Batuhan: Victim syndrome (3)

Allan S.B. Batuhan

Foreign Exchange

I JUST noted an interesting furor that has been going on in Cebu recently.

This concerns the “novel” technique of massage called “lingam” and whether it is a legitimate form of therapy, and if the parlors engaged in offering this type of massage are really proper spas or just convenient fronts for prostitution.

The issue is so ludicrously funny, it should not even merit attention in the press at all, simply on the merits of the debate. Many of us already know the answer, and the excuses from the spa owners are quite frankly, lame and insulting to our intellect.

But the larger issue is the one that really merits the debate – how a Catholic Christian country like ours can tolerate the exploitation of innocent young women, along with our belief in the moral and religious teachings of our faith.

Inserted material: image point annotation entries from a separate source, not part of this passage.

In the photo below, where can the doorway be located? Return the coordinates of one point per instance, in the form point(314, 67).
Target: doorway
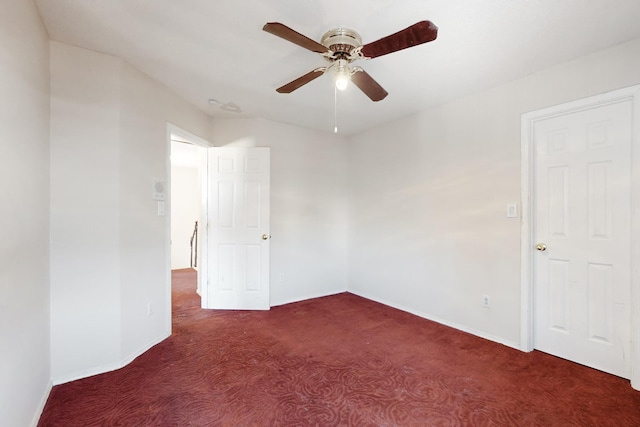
point(188, 203)
point(579, 292)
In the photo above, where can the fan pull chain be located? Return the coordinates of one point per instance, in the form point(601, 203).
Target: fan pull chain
point(335, 109)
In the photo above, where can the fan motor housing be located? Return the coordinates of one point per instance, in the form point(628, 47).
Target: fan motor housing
point(341, 41)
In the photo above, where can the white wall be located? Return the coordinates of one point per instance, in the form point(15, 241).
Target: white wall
point(308, 205)
point(109, 248)
point(428, 194)
point(24, 214)
point(185, 211)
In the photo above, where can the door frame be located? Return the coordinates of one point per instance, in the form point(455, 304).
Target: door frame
point(527, 181)
point(202, 224)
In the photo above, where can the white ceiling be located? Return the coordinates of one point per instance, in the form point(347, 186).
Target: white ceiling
point(204, 49)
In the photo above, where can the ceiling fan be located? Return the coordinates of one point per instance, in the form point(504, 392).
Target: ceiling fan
point(342, 46)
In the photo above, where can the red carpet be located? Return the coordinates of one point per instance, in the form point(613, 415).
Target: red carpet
point(339, 360)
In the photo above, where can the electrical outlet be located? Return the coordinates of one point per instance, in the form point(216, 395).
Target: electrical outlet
point(486, 301)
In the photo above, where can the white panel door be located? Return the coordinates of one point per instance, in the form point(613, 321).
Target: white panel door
point(238, 228)
point(582, 203)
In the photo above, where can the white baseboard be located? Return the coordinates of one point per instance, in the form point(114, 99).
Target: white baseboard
point(441, 321)
point(108, 367)
point(41, 405)
point(307, 297)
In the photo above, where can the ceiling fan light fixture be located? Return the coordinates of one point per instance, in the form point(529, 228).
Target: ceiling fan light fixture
point(342, 74)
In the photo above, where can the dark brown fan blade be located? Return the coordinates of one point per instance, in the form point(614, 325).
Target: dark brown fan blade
point(422, 32)
point(281, 30)
point(301, 81)
point(370, 87)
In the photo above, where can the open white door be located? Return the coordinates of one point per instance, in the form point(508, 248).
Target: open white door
point(238, 234)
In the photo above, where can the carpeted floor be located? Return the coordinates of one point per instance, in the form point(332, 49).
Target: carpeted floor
point(336, 361)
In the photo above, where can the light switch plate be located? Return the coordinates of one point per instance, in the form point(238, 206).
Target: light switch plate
point(158, 191)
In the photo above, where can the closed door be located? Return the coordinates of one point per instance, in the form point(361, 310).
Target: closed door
point(582, 230)
point(238, 228)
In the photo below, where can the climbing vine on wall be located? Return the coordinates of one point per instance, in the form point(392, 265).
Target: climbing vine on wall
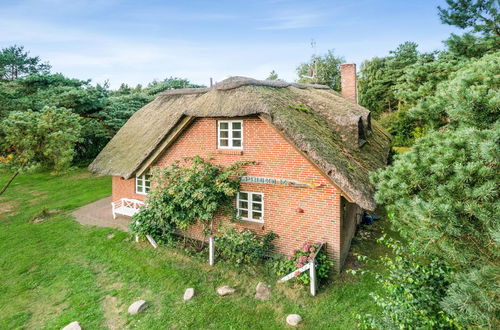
point(188, 192)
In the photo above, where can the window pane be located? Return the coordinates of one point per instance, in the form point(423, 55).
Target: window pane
point(256, 215)
point(257, 197)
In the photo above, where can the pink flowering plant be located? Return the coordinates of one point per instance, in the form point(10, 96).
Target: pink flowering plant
point(300, 257)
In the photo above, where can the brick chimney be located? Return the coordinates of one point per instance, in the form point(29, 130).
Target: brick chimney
point(348, 82)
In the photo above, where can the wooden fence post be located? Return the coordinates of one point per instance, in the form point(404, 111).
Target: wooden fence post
point(211, 250)
point(312, 277)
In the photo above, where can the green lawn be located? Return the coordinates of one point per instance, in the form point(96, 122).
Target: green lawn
point(56, 271)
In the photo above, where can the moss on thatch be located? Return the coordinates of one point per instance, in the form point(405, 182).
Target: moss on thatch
point(319, 122)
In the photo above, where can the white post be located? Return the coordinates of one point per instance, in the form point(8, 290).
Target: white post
point(312, 277)
point(211, 250)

For many of these spas, the “lingam” treatment is just the prelude to what follows – the inevitable exchange of sexual services for a fee.

There is, for example, a famous chain of parlors in Cebu that is well-known for this. With branches in Lapu-lapu, Mandaue and Cebu cities, this chain also has a branch in Alabang, Metro Manila. Being close to affluent residential subdivisions, this branch is frequented by rich and famous personalities, who patronize the place for one reason alone – paid sex with its young and pretty massage therapists. Owned by a rich Cebuano businessman, their Alabang outlet has been raided a number of times by local police and even the NBI, and yet like mushrooms after a rain, the parlor has always managed to miraculously sprout again.

None of the girls in this chain of spas are trained “lingam” experts, but almost all of them are very attractive and presentable. And I doubt that any of the clients there will even recognize real “lingam” if it hit them in the face.

Many are there for one reason and one reason alone, and this is not something that can be covered up by any pretense of any ancient Indian massage therapy. This chain of spas even has a special reputation – that the owner himself personally “samples” the offering of his business, always unprotected, and without compensating the girls for their extra services.

So the Cebuanos should wise up quickly. For many spas (though I will not generalize that it is for all of them), “lingam” is just another cover for prostitution. Which is where the real issue really starts.

The defensive spa owners can justify in their conscience that tricking the general public to believe in the legitimacy of their services is justified, because their spas are their livelihood. Maybe they have even rationalized that they are offering young girls a chance to make money, and therefore their “sin” is more than justified, and even negated – again, the dichotomy between sin and need.

The girls and the customers will undergo the same process of rationalization as well. The girls have a need for money that only prostitution can satisfy, and the customers have a need for sex that is justified by the money they pay for the act of prostitution.

The situation is so hopelessly dire, I dread to think that we will never see the end of it in our time. But as a Catholic Christian nation, we have to rise to the challenge, however overwhelming it may be.

Prostitution, especially in the Philippines, is a scourge that must be eradicated, for it does not simply represent a sin against our faith. The way it is here, prostitution symbolizes everything that is wrong with our existing social order, and is the culmination of all the corrupt and broken social structures that the next president must fix, if we are to climb out from the abyss we are in, as a nation and people of real faith.